Мессинг внимательно посмотрел на меня и, не ожидая ответа, сказал:

— Ну вот и хорошо! Вот телефон членкора Академии наук профессора Кобзарева. Поговорите с ним. Вашу фамилию я ему назвал. Представьтесь и скажите, что от меня.

Мы еще некоторое время сидели, пили чай с пирогом, который пекла Ираида Михайловна, и беседовали. Вольф Григорьевич рассказывал смешные истории, случавшиеся в его поездке по Северу, я о своём неудачном опыте преподавания и о новой работе.

Когда я собрался уходить, Мессинг сказал:

— Володя. Еще одна просьба. Вы слышали о профессоре Лурии? Он в своё время изучал феномен Соломона Шерешевского.

— Это учёный, нейропсихолог. Я читал его книгу «Мозг человека и психические процессы». Не всё понял, но интересно. А про Шерешевского знаю, что он обладал редкой памятью и выступал на эстраде мнемонистом.

— Совершенно верно. Так вот, Лурия тоже изъявил желание встретиться с вами.

— Да ну, Вольф Григорьевич, это несерьёзно. Зачем я Лурии? Я Шерешевскому в подмётки не гожусь.

— Ну-ну, Володя, не надо скромничать. Шерешевский, конечно, уникум, но вам Лурии тоже не стыдно показаться.

— И всё же, — возразил я. — Одно дело экстрасенсорика, то есть, телекинез, ясновидение, что может удивлять и что не принимается наукой, а другое — память, которой обладают многие и которую принимают как что-то естественное.
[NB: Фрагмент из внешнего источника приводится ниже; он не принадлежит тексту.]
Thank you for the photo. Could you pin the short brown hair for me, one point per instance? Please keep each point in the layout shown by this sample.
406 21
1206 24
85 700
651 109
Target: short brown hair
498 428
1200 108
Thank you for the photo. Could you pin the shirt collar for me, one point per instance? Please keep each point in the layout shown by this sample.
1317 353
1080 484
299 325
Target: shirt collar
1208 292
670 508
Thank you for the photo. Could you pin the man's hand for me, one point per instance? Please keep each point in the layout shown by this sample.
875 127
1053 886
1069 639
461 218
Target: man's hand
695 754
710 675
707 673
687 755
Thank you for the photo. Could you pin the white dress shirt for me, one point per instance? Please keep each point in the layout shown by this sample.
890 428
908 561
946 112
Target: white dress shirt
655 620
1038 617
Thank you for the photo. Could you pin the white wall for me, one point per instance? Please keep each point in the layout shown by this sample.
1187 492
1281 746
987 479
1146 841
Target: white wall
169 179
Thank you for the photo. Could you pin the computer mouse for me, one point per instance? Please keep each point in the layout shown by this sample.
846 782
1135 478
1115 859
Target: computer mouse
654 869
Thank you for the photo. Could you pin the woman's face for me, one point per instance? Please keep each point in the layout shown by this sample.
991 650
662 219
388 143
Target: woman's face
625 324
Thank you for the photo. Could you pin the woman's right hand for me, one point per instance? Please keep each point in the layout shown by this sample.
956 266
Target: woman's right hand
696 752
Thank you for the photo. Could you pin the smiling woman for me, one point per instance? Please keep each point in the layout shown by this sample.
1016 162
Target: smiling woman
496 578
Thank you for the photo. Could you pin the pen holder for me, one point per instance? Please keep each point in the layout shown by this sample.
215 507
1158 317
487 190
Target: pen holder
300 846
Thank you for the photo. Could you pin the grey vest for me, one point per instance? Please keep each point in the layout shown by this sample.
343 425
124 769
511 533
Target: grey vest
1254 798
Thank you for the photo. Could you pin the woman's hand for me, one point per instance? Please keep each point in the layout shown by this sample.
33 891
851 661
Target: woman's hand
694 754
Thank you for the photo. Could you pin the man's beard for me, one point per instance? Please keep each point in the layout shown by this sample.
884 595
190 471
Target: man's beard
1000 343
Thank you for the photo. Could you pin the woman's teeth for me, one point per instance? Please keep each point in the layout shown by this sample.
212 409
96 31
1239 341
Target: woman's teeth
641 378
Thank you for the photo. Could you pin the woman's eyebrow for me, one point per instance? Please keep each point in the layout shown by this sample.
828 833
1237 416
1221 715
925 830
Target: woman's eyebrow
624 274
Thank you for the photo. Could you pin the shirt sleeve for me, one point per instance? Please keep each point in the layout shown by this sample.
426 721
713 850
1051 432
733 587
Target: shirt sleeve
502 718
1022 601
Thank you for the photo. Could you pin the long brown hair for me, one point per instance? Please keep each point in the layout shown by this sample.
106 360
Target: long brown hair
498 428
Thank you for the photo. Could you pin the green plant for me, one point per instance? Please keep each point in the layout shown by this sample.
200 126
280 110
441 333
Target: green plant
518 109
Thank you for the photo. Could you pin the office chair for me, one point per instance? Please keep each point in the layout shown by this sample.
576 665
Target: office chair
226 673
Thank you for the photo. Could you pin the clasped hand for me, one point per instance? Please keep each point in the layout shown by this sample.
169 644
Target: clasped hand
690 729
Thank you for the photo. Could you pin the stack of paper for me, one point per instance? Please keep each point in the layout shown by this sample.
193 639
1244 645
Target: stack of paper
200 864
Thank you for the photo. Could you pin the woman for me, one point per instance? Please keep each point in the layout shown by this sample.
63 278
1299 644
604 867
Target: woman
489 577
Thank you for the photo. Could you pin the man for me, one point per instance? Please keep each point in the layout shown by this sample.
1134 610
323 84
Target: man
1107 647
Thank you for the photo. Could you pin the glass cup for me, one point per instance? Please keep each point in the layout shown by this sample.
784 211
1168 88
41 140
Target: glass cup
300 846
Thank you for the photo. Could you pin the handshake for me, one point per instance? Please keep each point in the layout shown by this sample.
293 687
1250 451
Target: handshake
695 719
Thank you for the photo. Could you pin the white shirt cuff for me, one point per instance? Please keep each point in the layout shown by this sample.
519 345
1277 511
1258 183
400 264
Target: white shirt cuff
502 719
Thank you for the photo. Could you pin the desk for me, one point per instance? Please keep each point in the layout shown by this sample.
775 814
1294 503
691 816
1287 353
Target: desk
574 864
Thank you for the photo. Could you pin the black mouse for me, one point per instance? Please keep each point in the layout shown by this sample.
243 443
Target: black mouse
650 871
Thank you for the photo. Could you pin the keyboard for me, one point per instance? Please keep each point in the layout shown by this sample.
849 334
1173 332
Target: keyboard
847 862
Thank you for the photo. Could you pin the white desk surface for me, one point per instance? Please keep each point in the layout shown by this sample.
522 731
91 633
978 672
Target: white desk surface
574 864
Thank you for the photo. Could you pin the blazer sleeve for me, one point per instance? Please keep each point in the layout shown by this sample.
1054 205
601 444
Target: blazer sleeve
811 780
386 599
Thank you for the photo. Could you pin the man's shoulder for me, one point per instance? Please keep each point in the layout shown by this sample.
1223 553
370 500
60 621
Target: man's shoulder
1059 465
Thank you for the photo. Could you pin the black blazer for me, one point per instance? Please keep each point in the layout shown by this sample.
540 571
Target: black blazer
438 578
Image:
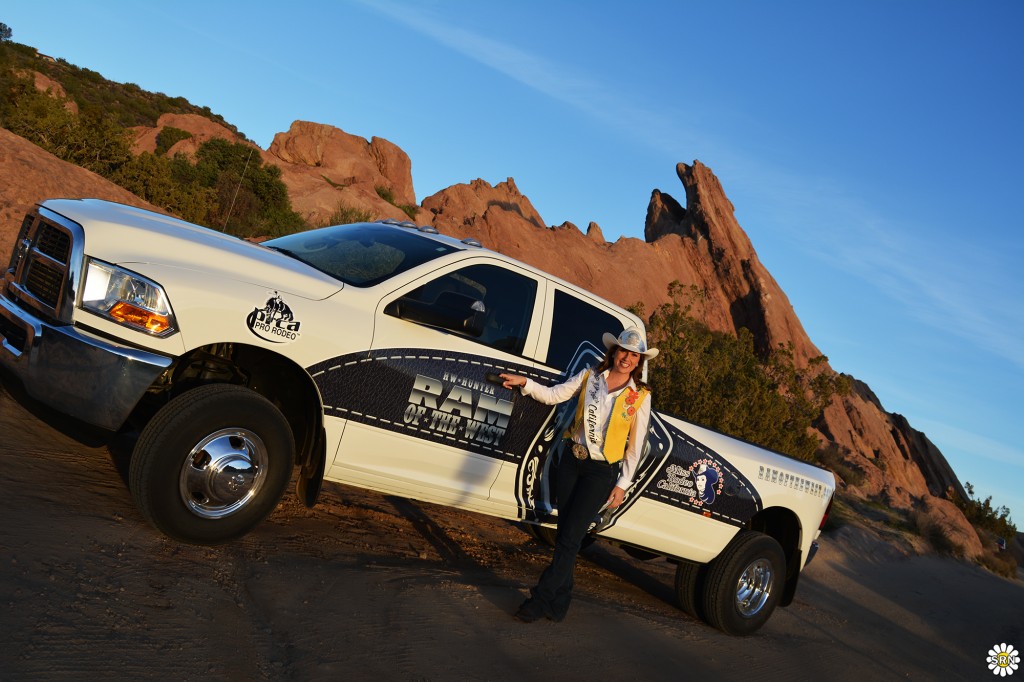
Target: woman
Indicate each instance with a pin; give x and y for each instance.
(596, 468)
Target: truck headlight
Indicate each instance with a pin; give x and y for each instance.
(127, 298)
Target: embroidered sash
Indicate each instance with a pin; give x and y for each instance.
(616, 430)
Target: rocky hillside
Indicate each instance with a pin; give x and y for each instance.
(696, 241)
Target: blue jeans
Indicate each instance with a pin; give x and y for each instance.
(583, 487)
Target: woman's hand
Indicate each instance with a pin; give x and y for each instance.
(513, 380)
(616, 497)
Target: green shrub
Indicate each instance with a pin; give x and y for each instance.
(345, 214)
(718, 380)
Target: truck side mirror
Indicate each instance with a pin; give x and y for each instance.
(453, 311)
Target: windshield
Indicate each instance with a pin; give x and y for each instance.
(361, 254)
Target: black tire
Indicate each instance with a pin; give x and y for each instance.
(742, 585)
(689, 586)
(212, 464)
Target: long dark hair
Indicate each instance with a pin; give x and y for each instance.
(637, 373)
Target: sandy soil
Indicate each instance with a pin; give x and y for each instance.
(371, 587)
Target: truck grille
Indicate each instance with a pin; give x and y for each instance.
(44, 281)
(53, 243)
(43, 265)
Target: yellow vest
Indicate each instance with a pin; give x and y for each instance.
(616, 431)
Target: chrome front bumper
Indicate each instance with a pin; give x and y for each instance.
(78, 374)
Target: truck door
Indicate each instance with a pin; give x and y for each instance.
(435, 428)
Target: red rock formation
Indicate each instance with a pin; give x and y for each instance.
(324, 168)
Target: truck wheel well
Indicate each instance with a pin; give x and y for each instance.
(276, 378)
(783, 525)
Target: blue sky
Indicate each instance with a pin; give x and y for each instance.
(872, 151)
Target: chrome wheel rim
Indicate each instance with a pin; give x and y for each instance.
(223, 472)
(755, 587)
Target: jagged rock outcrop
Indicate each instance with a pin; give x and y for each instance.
(325, 168)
— Заблуждаетесь, Володя. Не всякая память относится, как вы говорите, к чему-то естественному. Пример, тот же Шерешевский. Зная вашу память, я её тоже могу отнести к разряду необычных. Так что, думаю, что вам не стоит отказываться от встречи с Александром Романовичем.
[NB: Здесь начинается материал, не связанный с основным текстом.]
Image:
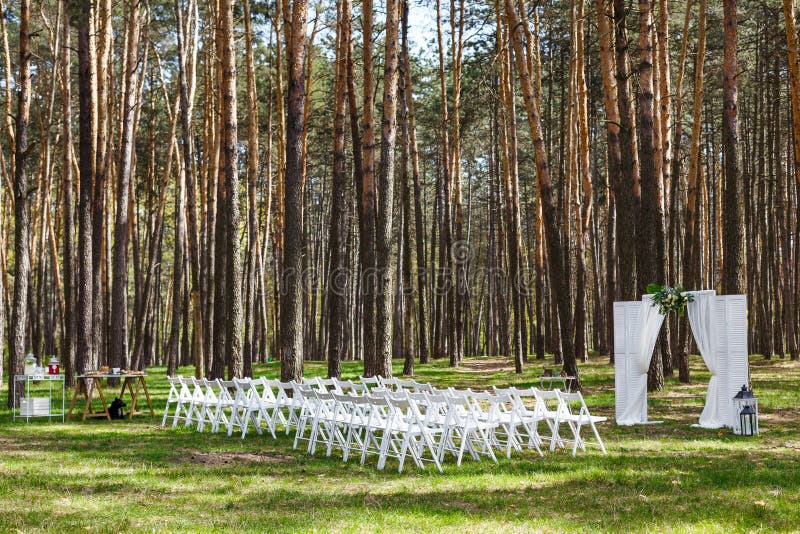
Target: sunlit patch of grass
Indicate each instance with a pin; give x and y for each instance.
(134, 476)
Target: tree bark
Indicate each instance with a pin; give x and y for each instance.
(627, 193)
(385, 219)
(555, 250)
(291, 284)
(337, 269)
(24, 190)
(230, 175)
(367, 218)
(733, 240)
(119, 303)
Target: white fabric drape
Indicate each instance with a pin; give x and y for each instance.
(650, 321)
(701, 319)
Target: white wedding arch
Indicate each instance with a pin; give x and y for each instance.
(719, 326)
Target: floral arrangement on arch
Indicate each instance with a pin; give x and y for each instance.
(670, 299)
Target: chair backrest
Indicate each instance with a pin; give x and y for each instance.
(409, 385)
(547, 402)
(568, 400)
(421, 387)
(370, 381)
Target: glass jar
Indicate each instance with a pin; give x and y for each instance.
(30, 364)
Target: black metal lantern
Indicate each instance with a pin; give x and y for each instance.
(748, 423)
(746, 406)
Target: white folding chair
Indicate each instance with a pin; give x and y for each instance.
(173, 397)
(323, 422)
(193, 411)
(357, 423)
(377, 428)
(184, 400)
(304, 402)
(575, 420)
(464, 428)
(526, 418)
(287, 402)
(241, 402)
(261, 404)
(210, 405)
(546, 408)
(370, 381)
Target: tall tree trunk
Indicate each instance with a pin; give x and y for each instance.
(84, 357)
(793, 53)
(68, 333)
(733, 276)
(555, 250)
(24, 190)
(584, 215)
(250, 352)
(385, 294)
(627, 193)
(291, 283)
(367, 219)
(187, 63)
(691, 257)
(119, 303)
(230, 174)
(605, 32)
(337, 278)
(650, 216)
(419, 227)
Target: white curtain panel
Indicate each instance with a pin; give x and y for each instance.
(650, 321)
(701, 319)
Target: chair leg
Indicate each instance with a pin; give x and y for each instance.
(599, 440)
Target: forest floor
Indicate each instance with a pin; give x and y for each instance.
(133, 476)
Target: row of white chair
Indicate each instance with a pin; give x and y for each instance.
(388, 417)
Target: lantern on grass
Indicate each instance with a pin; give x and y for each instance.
(745, 405)
(30, 364)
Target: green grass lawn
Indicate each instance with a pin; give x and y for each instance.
(133, 476)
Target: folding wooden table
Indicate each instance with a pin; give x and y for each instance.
(88, 384)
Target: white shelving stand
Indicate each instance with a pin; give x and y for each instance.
(33, 403)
Я тяжело вздохнул и не стал огорчать хозяина, взял телефон Лурии и обещал позвонить ему, если всё уладится с официальным вызовом в Академию наук.

— Держите меня в курсе и не забудьте потом сообщить о том, как у вас всё сложится, — попросил Мессинг, когда я тепло распрощался с ним и не преминул поблагодарить Ираиду Михайловну за гостеприимство, рыбу-фиш и яблочный пирог.

Глава 14

Вызов в Академию наук и недоумение директора Ивана Ивановича. Институт радиотехники и электроники. Профессор Кобзарев. Профессор об экстрасенсорике. Теория относительности Эйнштейна. Нинель Кулагина и Роза Кулешова. Я демонстрирую способность к телекинезу. Профессор Каценеленбаум. Чистота опыта подвергается сомнению. Нервный срыв и решение об отказе участия в опытах.
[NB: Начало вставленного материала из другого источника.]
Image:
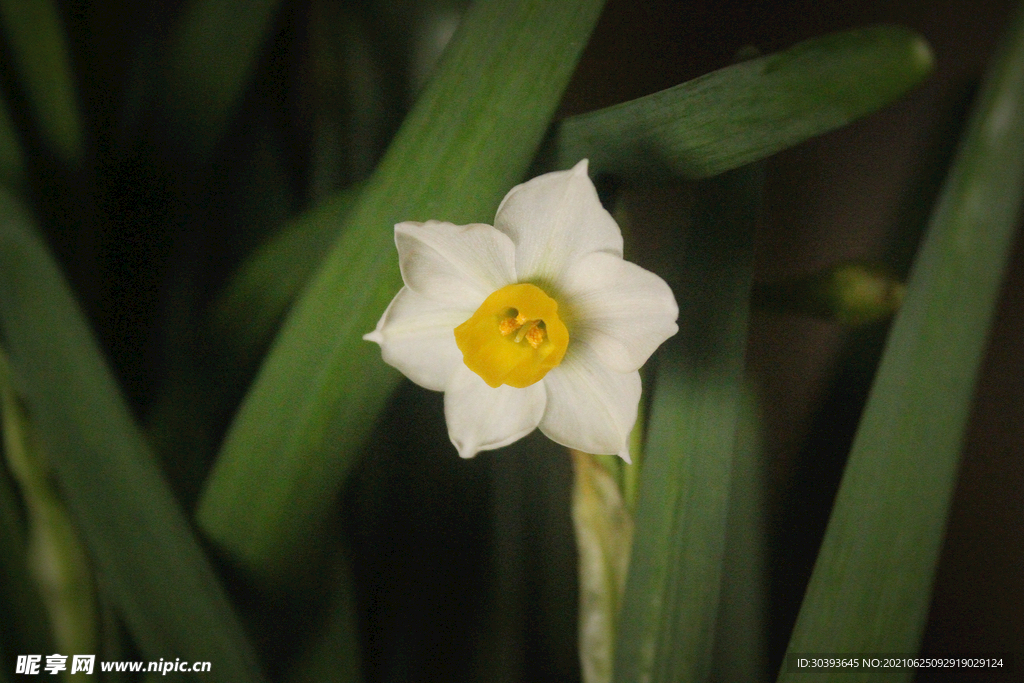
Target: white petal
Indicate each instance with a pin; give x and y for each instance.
(619, 309)
(590, 408)
(417, 337)
(554, 220)
(480, 418)
(458, 264)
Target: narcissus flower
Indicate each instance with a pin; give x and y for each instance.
(535, 322)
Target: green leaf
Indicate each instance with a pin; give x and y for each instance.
(144, 556)
(671, 602)
(749, 111)
(27, 626)
(870, 587)
(54, 552)
(36, 38)
(247, 311)
(212, 57)
(467, 141)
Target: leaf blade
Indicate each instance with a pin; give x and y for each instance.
(143, 552)
(322, 387)
(870, 587)
(747, 112)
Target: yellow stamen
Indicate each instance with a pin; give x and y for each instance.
(492, 350)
На следующий день после моего визита к Мессингу, я позвонил профессору Кобзареву. Он не сразу сообразил, о чём идёт речь, но когда я сослался на Мессинга, без лишних слов попросил координаты НИИ, в котором я работаю, и моё полное имя.

Через несколько дней наша работа в Москве подошла к концу. Выставка закрывалась, нас отозвали, и мы вернулись на свою основную работу…

Когда меня вызвал начальник нашего НИИ, Иван Иванович, и показал письмо из Академии наук, предписывающее «командировать тов. Анохина В.Ю. для изучения паранормальных психофизических феноменов сроком на четыре дня», я видел недоумение на его лице.

— Владимир Юрьевич, — сказал директор. — А вы-то какое отношение имеете к этим психофизическим феноменам?

Я не стал ничего объяснять, попросил, чтобы Иван Иванович распорядился никого не впускать в кабинет, с его разрешения открутил колпачок от перьевой ручки, которая лежала на листе какого-то документа, положил его ближе к краю полированного стола, закрыл глаза, сосредоточился и когда почувствовал, что моё эмоциональное напряжение достигло уровня, когда я способен двигать какие-то предметы, я поместил ладони над колпачком, поводил над ним руками, и он слегка, как бы нехотя, зашевелился, потом медленно пополз вслед за руками, ускоряясь к краю стола, и свалился с лёгким стуком об пол.